A MOST INTERESTING STUDIO.
During a recent trip to England, I determined to visit Mr. Abbey, and obtain from him some message for his young countrymen who are beginning where he began thirty years ago. He has a beautiful country house known as Morgan Hall, in Gloucestershire, an attractive English county. In this house is the largest private studio in the whole country, built especially for the preparation of the Boston Library decorations, which Mr. Abbey recently completed. It measures twenty-five by fourteen yards, and has a high ceiling. In this room I observed a number of great easels, for Mr. Abbey usually has several pictures in progress at one time, but they occupied only a fraction of the space. It would be hard to imagine a studio more perfectly equipped for work. Great tapestries hung from heavy frames, not for ornamentation, but for study; carved oak doors and panels were resting against the walls, and scattered everywhere were casts of curious architecture. Priceless armor was displayed on every side, and along the walls were a number of canvases which had been used for studies, or paintings which had not been completed. There were chests filled with velvets, brocades and silks of various ancient periods. All these things are accessories of Mr. Abbey’s craft and nothing more. He uses them in working out the details of his historical paintings. There were trestles full of elaborate studies and half-finished drawings standing about, and, tacked upon the walls were photographs of pictures of many interesting periods.
Mr. Abbey has also a vast collection of costumes. They are of all periods, and one might suppose himself in the stock room of some great theater. All these costumes help in depicting the dress worn at some great event which the artist desires to put upon canvas. Mr.
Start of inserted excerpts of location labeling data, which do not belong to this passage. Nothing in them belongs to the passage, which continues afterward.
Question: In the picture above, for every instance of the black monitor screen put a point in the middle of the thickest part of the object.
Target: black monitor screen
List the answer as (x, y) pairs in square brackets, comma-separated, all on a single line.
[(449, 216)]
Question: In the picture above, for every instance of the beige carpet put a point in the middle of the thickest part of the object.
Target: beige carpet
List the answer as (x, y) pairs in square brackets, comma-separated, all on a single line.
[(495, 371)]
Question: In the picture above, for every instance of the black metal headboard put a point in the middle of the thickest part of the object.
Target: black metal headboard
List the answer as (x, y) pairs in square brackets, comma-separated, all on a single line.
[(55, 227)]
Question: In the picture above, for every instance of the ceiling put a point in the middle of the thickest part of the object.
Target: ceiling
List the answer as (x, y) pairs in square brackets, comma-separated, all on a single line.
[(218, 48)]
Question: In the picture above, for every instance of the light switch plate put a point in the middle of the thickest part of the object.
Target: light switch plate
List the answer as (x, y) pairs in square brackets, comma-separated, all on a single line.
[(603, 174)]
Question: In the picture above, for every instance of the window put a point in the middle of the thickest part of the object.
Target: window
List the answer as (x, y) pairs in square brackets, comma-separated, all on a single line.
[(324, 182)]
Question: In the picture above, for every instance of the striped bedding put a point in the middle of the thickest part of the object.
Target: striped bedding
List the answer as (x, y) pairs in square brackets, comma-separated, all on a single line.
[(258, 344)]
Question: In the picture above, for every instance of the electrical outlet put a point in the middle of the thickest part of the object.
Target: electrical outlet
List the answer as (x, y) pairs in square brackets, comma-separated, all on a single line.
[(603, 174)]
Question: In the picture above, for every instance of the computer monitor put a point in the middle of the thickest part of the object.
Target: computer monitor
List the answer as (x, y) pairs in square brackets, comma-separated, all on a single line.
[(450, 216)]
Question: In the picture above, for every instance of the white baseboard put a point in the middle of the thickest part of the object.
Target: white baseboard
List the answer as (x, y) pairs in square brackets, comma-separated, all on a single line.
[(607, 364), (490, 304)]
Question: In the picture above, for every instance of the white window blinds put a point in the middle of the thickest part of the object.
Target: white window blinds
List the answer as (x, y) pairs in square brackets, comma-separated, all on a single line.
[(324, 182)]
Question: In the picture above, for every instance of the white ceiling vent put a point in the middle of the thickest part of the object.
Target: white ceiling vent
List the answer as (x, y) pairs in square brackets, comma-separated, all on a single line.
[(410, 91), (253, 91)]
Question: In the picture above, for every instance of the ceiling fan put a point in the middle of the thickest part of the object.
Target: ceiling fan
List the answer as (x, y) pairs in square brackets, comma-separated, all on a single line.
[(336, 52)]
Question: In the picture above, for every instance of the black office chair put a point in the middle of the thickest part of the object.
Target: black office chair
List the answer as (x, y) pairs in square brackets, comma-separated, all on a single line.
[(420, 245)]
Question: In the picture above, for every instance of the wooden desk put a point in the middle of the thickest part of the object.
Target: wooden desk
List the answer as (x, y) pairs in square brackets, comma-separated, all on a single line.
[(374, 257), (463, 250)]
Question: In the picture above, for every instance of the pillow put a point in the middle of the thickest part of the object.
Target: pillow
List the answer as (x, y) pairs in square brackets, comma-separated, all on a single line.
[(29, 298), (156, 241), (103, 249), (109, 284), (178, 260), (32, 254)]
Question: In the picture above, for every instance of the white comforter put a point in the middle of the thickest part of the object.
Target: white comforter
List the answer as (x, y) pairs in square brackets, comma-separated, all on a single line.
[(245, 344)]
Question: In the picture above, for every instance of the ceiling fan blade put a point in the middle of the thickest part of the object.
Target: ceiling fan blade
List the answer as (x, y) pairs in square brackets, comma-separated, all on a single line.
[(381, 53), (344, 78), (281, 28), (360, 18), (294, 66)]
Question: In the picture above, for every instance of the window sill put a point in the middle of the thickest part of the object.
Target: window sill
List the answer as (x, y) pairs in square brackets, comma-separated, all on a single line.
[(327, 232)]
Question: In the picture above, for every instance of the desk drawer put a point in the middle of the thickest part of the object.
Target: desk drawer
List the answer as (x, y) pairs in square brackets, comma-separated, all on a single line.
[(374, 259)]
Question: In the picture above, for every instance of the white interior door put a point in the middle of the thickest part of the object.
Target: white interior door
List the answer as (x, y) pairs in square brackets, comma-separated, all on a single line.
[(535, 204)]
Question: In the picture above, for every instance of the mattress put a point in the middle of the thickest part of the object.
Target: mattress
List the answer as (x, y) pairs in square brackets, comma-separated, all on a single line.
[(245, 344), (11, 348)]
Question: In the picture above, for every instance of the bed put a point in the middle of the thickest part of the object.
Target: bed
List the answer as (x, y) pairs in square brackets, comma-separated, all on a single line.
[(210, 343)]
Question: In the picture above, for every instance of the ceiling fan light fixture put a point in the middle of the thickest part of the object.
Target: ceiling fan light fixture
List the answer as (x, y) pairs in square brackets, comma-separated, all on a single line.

Abbey is very accurate and careful in his work, and has never been challenged in any details of fact, of costume, of architecture, or of accessory. It must not be supposed that any of these costumes and decorations are copied in the paintings; they are merely suggestions for invention.
Mr. Abbey’s industry and energy are prodigious, so that I was quite prepared to find him at work when I visited his studio. Although the artist has lived abroad for many years, he is thoroughly American in his personality, and I might have been talking with him at a Philadelphia studio, instead of in the heart of England.